Insomma, la sola logica della repressione non basta. Non si tratta d’ideologia, ma di dati di fatto. Se bastasse la repressione, per dirne una, gli Stati uniti d’America sarebbero il paradiso terrestre.
Razionalmente parlando soluzioni salvifiche non ce n’è; soluzioni parziali e un po’ più efficaci ci sono. Tipo i dormitori per i senza fissa dimora. Le “stanze del buco” per garantire condizioni igieniche e assistenza ai tossicodipendenti, magari nelle more di una legalizzazione delle droghe che darebbe un colpo esiziale a criminalità organizzata e spicciola. Gli operatori di strada per monitorare, educare e prevenire risse e scontri fra bande. L’educazione al consumo consapevole dell’alcool nei locali pubblici. Le politiche d’inclusione per i nomadi. L’animazione e l’illuminazione dei centri storici, ma anche delle aree degradate e marginali delle città, magari riappropriandosene con la street art e i comitati di quartiere. Solo dopo la repressione dà i suoi frutti.

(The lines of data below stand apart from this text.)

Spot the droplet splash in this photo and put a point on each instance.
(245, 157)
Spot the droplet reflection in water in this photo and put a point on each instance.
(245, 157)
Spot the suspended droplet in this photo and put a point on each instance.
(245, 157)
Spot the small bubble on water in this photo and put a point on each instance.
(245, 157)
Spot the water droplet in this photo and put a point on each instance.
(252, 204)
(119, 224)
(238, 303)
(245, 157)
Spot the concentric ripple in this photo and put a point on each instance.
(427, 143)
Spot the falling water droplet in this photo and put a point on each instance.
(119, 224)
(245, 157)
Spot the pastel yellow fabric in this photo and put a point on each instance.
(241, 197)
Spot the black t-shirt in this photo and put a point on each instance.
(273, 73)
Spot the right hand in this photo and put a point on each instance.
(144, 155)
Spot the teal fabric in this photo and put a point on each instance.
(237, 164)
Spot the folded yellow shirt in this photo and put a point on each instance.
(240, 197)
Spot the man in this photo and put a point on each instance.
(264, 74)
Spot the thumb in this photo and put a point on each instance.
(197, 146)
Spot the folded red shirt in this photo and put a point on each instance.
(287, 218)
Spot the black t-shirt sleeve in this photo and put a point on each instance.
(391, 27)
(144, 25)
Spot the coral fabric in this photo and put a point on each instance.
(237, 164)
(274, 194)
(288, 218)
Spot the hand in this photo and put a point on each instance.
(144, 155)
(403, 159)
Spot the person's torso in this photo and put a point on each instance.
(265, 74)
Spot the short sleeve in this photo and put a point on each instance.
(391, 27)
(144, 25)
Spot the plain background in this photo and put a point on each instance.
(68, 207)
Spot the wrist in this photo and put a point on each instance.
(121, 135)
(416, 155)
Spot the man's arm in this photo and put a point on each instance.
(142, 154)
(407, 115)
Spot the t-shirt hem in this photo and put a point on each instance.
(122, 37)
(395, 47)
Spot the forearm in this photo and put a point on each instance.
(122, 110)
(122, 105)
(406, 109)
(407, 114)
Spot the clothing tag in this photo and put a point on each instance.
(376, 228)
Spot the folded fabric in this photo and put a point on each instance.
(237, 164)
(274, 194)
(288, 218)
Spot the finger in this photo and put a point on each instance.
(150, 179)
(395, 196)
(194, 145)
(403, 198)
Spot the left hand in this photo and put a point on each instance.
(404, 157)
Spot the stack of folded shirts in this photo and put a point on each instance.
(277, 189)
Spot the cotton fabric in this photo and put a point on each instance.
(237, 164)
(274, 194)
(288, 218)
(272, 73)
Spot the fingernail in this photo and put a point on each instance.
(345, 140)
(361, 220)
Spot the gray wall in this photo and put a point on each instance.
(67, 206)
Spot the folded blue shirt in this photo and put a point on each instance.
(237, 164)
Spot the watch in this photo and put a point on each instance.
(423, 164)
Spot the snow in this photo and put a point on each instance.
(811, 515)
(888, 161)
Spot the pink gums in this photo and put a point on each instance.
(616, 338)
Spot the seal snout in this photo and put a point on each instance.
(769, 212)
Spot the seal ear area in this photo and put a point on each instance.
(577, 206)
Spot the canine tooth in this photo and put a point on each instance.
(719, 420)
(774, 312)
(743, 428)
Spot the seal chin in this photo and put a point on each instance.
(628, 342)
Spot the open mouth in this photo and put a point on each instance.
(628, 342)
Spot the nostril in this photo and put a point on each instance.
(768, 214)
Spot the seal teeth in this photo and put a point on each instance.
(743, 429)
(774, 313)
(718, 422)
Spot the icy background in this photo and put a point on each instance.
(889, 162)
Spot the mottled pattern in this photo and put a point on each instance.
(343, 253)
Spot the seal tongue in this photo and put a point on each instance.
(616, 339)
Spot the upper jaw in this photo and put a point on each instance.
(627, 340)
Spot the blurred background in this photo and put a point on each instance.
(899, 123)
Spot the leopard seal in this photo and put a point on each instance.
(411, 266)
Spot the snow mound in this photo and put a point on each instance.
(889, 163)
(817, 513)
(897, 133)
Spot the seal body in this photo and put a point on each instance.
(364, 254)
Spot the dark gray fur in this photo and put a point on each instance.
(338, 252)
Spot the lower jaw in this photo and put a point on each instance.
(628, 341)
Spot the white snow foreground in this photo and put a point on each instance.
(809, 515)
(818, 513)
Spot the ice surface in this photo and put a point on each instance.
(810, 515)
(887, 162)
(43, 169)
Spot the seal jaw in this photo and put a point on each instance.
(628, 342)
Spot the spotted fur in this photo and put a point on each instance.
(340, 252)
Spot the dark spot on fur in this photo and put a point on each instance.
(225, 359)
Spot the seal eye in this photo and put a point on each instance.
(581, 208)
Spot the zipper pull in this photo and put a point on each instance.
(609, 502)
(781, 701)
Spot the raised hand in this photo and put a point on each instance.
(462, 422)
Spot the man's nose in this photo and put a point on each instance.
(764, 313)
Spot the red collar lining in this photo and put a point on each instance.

Soprattutto gioverebbe l’avvento di uno spirito civico diffuso, per cui ogni singolo cittadino si sente responsabile di quel che gli succede intorno, smettendo d’essere indifferente, ignavo o peggio rancoroso e aggressivo. Il cosiddetto “controllo sociale” è l’arma più efficace contro degrado e microcriminalità. Non ci vuole d’esser scienziati per capirlo. Anche se, va detto, impegnarsi (non pensando solo per sé) è faticoso.
Magari la smettessero di rappresentarci tutti sott’assedio di delinquenze varie (e auspicate), la cosa aiuterebbe a ragionare con più lucidità sul da farsi. Oppure di fare distinguo capziosi se la Caritas vuole organizzare meglio il suo centro d’accoglienza, trasferendosi alla cittadella dello studente.
Sennò qualcuno finirà davvero col credere che un po’ di ragazzotti in mimetica e col fucile in mano per le strade siano una soluzione plausibile. E una volta scoperto che non lo è, alzare l’asticella per chiedere l’intervento della cavalleria e poi le autoblindo…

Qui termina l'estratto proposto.